Tutte queste spontanee forme di aggregazione cominciarono ben presto a coordinarsi tra di
loro, tramite giuramenti che diedero vita da associazioni più ampie e che trovarono infine
un'espressione unitaria nel popolo.
5. Guelfi e Ghibellini
I conflitti violenti caratteristici della società cittadina di fine 200 sono stati interpretati a lungo
dalla storiografia come degenerazione di un pacifico sistema democratico che in realtà non
era mai esistito. Durante le lotte contro Federico II , aveva visto formarsi nelle città due partiti
(partes):
➢ GHIBELLINI: A favore della politica Imperiale
➢ GUELFI: contrario alla politica Imperiale
In alcune città questo ordinamento popolare si radicalizzò per disciplinare innanzitutto i
conflitti; in altre invece alcuni protagonisti degli scontri riuscirono a imporre un dominio
personale sulle istituzioni urbane, dando vita alle prime forme di signoria urbana (Milano,
Padova e Verona).
In un estremo tentativo di disciplinare le forme della lotta politica, alcuni regimi popolari
emanarono provvedimenti detti antimagnatizi, perché si rivolgevano contro i Magnati, una
nuova categoria sociale non ben definita, con stili di vita simili a quelli dei milites. In
quest'ottica molte famiglie appartenenti al popolo furono bandite come magnatizie e membri
della milizia furono resi attivi nei regimi di popolo. Le norme contro i Magnati condannavano
la violenza come strumento di lotta politica e vietavano le fedeltà di parte che prevalessero
sulla lealtà dovuta alle istituzioni cittadine.

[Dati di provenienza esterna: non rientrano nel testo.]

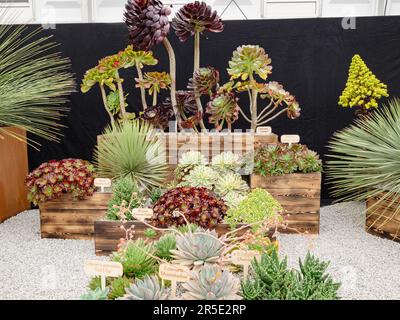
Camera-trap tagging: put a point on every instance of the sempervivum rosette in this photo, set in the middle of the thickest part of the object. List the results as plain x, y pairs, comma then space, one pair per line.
147, 22
196, 17
204, 80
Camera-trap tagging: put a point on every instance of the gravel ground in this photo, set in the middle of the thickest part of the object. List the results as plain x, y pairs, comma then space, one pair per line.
368, 266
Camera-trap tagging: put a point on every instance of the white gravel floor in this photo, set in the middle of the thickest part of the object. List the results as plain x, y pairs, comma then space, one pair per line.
32, 268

Nei decenni tra Due e Trecento, gli esperimenti signorili, in molti casi di breve durata, si
alternarono a fasi più o meno lunghe di ritorno a governi collegiali di stampo comunale.
La discesa in Italia di Enrico VII cambiò le carte in tavola, ponendo fine all’egemonia.
In quel tempo, si affermò sempre di più la figura del signore del popolo, al quale si
attribuivano per lo più magistrature straordinarie che esibivano la matrice popolare della loro
leadership. I signori condizionavano pesantemente la vita politica cittadina, esercitando un
effettivo potere decisionale, grazie soprattutto alle vaste reti di alleanza e clientele che
possedevano.
La condizione più comune delle città dell’Italia centro-settentrionale alla fine del medioevo,
era quella di città soggette, che fosse a un potere di natura principesca, come quello dei
Visconti-Sforza, o di natura repubblicana, come quello di Venezia o di Firenze.